The conditional enrollment process described above may apply even in Part A Buy-in States, but the process can be used at any time, not just during the General Enrollment period. It is only applicable if the individual must also enroll in Part B. See SSA Program Operations Manual System HI 00801.140. See also EM 08071 https://secure.ssa.gov/apps10/public/reference.nsf/links/08112008035226PM, which instructs District Offices on how to process an enrollment outside the General Enrollment Period.

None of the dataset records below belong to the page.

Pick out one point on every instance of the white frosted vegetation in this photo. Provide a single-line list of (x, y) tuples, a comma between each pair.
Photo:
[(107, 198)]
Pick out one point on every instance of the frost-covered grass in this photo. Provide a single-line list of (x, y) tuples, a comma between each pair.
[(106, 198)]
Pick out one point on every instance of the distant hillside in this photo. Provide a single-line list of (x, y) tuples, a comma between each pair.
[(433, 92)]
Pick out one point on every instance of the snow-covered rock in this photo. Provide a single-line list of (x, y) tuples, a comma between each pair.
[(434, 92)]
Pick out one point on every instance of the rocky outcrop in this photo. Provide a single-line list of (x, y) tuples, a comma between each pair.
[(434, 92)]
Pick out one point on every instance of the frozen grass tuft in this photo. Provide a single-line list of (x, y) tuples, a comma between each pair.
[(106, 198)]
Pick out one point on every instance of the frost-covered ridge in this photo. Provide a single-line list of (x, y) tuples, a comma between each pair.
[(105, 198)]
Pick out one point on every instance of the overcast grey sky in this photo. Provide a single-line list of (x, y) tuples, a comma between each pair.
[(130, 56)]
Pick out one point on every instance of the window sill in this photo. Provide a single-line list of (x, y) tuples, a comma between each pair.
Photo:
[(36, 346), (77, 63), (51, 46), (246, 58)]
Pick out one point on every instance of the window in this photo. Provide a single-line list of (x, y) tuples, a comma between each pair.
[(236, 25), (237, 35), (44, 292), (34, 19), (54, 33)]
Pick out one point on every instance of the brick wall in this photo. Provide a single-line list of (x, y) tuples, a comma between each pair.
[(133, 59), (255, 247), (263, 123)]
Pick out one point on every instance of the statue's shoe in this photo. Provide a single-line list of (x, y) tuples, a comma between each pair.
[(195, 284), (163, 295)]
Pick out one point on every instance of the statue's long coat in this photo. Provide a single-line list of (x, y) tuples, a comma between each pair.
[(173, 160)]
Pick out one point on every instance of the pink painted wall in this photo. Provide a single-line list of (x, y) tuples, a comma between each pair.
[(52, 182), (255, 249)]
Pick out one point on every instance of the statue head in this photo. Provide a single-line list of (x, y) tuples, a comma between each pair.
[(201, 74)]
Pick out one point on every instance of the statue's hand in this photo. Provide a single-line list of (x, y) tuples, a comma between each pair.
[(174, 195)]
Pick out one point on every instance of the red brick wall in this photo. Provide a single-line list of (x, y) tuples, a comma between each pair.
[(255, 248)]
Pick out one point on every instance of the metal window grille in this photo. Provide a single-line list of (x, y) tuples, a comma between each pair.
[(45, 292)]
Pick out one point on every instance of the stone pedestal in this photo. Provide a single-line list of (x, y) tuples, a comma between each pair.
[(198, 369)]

Consequences of Failure to Enroll in Part A
The possible consequences of not obtaining Medicare Part A coverage increased in 2006 with the advent of Medicare Part D. As noted earlier, QMB status entitles the beneficiary to automatic qualification for the Medicare Part D full Low-Income Subsidy (LIS) to help pay for prescription drugs. This significant subsidy requires minimal co-payments, no premium or deductible and no donut hole coverage gap. In addition, under the Part D program, coverage is not available for drugs covered by Parts A or B, even if the particular beneficiary needing such drugs does not have Parts A or B. (Note that QMB is not the only path to the Part D Low Income Subsidy; anyone can apply directly to the Social Security Administration for that benefit.)
Conclusion
The processes described in this Alert are not necessarily easy to use. Advocates from both Group Payer States and Part A Buy-in States report difficulties in finding state and SSA personnel who are actually familiar with conditional enrollment. Clients, too, may be skeptical of taking this action, especially if agency personnel cannot reassure them they will not be billed. In addition, individuals without Part B must also enroll in Part B in order to enroll in Part A. There is no conditional enrollment for Part B, so the individual may be concerned about having to pay Part B premiums, even though the QMB benefit will cover those once it is in place. Regulations direct that Part B becomes effective when QMB becomes effective, so there should be no personal financial liability.
The Center for Medicare Advocacy is interested in the myriad challenges of QMB enrollment and would appreciate hearing from advocates about their experiences with SSA and their state Medicaid agencies relating to it.
In the meantime, advocates wishing to create an information piece for beneficiaries might want to look at the example, created by Legal Services of Eastern Missouri, which we have posted at http://140.174.89.214/news/WeeklyAlerts/AlertPDFs/2006/06_12.28.TipSheet.pdf. Please note that this document has 2007 information as well as information specific to Missouri; it must be carefully updated and adapted to meet your needs. If your organization has created a similar flier, with more up to date information, we would be delighted to have a copy to post on our website.